I was first diagnosed with breast cancer in 2006. As I was recovering from nearly two years of treatment, one late evening I read Susan Sontag’s Illness as a Metaphor in the library. Looking back, I know now that I knew that cancers return. As it did in my case in 2020. Cancer is rampant. This fact also remains unchanged since Sontag wrote her book in 1978. The known causes range from genetics, lifestyle choices to pollution. The costs and treatments affect different people differently. Luck, class, gender and economics make up the ranges from just about bearable to debilitating and totally finishing one off.
The emotional challenge of being a cancer patient is in part how to deal with the gamut of labels and expectations that come with the disease.

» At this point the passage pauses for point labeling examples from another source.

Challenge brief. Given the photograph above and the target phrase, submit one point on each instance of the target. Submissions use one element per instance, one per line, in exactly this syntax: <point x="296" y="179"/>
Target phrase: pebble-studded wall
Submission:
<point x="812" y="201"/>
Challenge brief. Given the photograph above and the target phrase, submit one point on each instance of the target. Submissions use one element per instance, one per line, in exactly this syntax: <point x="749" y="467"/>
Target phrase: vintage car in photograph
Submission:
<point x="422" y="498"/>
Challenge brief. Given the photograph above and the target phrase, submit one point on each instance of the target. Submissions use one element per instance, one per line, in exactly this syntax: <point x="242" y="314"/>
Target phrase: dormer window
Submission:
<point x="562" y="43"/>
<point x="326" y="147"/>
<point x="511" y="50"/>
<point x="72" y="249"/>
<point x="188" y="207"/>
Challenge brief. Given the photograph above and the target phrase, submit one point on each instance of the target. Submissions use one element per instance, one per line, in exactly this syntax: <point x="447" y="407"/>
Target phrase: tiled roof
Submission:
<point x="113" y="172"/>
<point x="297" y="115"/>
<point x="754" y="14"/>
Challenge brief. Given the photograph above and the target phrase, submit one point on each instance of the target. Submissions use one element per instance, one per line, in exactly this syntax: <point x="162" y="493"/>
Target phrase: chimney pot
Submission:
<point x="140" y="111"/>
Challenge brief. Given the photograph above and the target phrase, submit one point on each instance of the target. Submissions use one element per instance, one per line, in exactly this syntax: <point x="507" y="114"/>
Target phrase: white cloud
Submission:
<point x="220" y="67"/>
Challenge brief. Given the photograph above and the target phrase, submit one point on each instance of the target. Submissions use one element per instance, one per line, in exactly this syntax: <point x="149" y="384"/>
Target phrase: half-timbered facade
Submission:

The image of the illness translates, in many cases, to a slow or eventual death. Perhaps there is little else that compares to the psychological impact of such an illness. Further still, a reductive and somewhat mechanistic understanding of the nature of the disease becomes an additional problem when it is mixed up with combative language, where you as a patient are expected to fight no matter what. I found that this causes further disharmony that not only impairs self-healing, but also impedes the ability to rely on one’s own body.
I am privileged and fortunate to have made it this far- and am acutely aware of the gaps in the system that is unable to provide equal treatment for all. Spurred by these realisations, I decided to do something- and this was the start of Wellnessfund-Galle.